Now difficulties incident to the divided responsibility of the commission were met with. During the interim between the death of Admiral Davis, in February, 1877, and the coming of Admiral John Rodgers as his successor, a legal question arose as to the power of the commission over its members. The work had to stop until it was settled, and I had to discharge my computers a second time.

After it was again started I discovered that I did not have complete control of the funds appropriated for reducing the observations.

The result was that the computers had to be discharged and the work stopped for the third time. This occurred not long before I started out to observe the transit in 1882. For me the third hair was the one that broke the camel's back. I turned the papers and work over to Professor Harkness, by whom the subject was continued until he was made astronomical director of the Naval Observatory in 1894.

I do not know that the commission was ever formally dissolved.

Practically, however, its functions may be said to have terminated in the year 1886, when a provision of law was enacted by which all its property was turned over to the Secretary of the Navy.
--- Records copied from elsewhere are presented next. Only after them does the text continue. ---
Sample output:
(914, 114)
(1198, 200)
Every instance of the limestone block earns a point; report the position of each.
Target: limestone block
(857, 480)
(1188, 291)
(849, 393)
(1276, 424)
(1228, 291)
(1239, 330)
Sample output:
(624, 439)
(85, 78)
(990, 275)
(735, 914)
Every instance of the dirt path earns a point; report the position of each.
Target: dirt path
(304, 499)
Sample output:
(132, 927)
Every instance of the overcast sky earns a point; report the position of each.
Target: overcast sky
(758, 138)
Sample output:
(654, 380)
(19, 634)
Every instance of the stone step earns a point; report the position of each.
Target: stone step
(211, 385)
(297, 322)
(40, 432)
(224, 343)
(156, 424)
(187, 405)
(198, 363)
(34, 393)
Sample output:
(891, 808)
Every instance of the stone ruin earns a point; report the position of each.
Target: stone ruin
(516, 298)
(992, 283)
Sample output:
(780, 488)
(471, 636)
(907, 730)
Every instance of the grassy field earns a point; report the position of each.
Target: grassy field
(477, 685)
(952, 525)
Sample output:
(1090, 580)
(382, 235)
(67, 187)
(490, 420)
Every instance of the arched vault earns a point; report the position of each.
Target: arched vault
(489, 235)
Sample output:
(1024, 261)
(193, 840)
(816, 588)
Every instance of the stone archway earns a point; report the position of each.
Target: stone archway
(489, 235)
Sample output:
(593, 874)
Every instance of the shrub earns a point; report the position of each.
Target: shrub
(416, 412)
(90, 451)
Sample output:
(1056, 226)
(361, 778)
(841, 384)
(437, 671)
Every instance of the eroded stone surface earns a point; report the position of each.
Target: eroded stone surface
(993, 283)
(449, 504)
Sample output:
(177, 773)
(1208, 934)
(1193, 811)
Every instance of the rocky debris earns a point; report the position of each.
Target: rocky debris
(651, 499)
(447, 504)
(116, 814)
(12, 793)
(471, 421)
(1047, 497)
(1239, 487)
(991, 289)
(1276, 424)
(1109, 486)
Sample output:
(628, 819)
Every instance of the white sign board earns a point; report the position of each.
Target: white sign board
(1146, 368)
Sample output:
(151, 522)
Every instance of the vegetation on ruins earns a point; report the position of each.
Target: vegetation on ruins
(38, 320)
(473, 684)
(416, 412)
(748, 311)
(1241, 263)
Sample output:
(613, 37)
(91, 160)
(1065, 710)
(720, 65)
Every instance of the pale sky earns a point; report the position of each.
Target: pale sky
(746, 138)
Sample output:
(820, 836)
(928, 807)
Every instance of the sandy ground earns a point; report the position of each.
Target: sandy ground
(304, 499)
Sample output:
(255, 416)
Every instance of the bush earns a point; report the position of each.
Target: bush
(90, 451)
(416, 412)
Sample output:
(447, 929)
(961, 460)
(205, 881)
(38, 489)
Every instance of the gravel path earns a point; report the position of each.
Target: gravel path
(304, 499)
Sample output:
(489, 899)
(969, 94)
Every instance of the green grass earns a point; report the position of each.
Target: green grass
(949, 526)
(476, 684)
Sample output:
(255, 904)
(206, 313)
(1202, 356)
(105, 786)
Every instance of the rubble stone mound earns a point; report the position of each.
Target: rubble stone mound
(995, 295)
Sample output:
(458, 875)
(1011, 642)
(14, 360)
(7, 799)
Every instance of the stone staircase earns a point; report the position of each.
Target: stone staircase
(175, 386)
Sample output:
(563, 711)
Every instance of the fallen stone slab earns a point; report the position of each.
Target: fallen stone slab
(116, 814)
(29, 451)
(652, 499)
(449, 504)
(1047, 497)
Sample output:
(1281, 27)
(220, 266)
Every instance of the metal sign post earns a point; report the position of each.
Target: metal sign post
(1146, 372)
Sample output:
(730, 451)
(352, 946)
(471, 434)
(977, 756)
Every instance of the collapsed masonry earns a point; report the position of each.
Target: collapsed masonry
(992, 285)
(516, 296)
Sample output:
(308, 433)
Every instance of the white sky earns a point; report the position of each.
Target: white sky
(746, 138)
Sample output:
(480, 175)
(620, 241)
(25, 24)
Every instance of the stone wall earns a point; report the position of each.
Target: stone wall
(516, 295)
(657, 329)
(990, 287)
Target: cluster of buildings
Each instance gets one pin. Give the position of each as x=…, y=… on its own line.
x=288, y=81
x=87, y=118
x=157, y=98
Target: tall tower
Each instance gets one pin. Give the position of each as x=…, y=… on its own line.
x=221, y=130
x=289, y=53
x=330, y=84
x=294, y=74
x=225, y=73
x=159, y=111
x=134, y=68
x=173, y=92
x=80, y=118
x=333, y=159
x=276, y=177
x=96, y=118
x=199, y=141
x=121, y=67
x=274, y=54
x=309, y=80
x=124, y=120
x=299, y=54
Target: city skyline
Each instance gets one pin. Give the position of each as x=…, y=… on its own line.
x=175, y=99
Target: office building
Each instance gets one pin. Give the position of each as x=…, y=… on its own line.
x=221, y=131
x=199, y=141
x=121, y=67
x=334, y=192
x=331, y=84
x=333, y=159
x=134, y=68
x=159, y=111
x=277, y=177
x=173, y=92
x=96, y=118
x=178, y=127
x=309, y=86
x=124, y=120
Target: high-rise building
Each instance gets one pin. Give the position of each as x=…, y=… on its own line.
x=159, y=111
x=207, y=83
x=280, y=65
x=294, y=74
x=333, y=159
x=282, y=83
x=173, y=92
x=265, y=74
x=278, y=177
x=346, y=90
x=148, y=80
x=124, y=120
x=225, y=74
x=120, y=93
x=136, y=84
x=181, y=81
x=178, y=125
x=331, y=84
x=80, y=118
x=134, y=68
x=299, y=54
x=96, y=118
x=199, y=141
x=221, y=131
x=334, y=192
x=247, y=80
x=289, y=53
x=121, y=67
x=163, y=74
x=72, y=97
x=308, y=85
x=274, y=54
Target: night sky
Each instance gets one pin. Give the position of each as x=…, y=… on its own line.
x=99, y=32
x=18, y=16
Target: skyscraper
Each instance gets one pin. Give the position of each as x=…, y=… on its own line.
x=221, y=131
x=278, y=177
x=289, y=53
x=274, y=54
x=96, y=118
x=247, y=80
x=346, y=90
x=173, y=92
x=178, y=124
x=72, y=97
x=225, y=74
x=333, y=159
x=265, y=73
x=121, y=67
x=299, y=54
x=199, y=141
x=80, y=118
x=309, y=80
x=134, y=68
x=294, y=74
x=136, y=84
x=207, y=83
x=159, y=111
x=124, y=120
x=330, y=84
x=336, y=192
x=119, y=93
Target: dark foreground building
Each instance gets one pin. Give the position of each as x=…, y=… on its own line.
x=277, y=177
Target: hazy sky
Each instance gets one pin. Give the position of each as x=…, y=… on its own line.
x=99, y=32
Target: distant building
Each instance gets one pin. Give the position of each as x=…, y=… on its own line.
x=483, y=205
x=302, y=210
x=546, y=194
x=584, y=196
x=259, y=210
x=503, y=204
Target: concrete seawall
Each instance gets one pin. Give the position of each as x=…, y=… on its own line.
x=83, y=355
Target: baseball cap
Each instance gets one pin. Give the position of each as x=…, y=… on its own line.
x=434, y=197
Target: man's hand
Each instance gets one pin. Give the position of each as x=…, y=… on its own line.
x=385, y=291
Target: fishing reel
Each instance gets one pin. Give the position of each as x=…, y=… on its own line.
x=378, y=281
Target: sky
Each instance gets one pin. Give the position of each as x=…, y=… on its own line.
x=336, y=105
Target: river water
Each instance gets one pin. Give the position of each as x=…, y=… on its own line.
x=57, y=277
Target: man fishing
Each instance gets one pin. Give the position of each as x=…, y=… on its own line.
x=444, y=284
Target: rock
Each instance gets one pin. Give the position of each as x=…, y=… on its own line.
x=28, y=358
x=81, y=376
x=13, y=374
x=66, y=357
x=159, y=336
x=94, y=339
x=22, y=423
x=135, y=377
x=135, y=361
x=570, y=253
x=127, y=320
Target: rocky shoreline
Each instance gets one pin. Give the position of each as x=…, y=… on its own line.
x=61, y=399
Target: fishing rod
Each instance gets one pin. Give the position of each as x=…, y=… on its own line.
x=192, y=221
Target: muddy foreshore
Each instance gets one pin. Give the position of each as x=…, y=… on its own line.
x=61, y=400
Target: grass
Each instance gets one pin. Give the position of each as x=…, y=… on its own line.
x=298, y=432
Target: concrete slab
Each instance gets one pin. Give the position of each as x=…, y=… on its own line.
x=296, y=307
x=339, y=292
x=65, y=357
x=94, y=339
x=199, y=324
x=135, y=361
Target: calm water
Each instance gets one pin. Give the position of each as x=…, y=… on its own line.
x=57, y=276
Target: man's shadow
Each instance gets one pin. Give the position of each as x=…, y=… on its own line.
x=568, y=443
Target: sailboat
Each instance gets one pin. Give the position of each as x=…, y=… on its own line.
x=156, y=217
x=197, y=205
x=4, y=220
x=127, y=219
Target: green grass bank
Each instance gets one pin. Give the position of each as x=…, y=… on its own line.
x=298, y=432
What the present condition of the work may be, and how much of it is ready for the press, I cannot say. My impression is that it is in that condition known in household language as "all done but finishing." Whether it will ever appear is a question for the future.

All the men who took part in it or who understood its details are either dead or on the retired list, and it is difficult for one not familiar with it from the beginning to carry it to completion.

[1] For the incidents connected with the English observations of this transit, the author is indebted to Vice-Admiral W. H. Smyth's curious and rare book, _Speculum Hartwellianum_, London, 1860.

It and other works of the same author may be described as queer and interesting jumbles of astronomical and other information, thrown into an interesting form; and, in the case of the present work, spread through a finely illustrated quarto volume of nearly five hundred pages.

[2] "The War Department got ahead of us in the matter of furniture,"

said an officer of the Navy Department to me long afterwards, when the furniture for the new department building was being obtained.

"They knew enough to ask for a third more than they wanted; we reduced our estimate to the lowest point. Both estimates were reduced one third by the Appropriations Committee. The result is that they have all the furniture they want, while we are greatly pinched."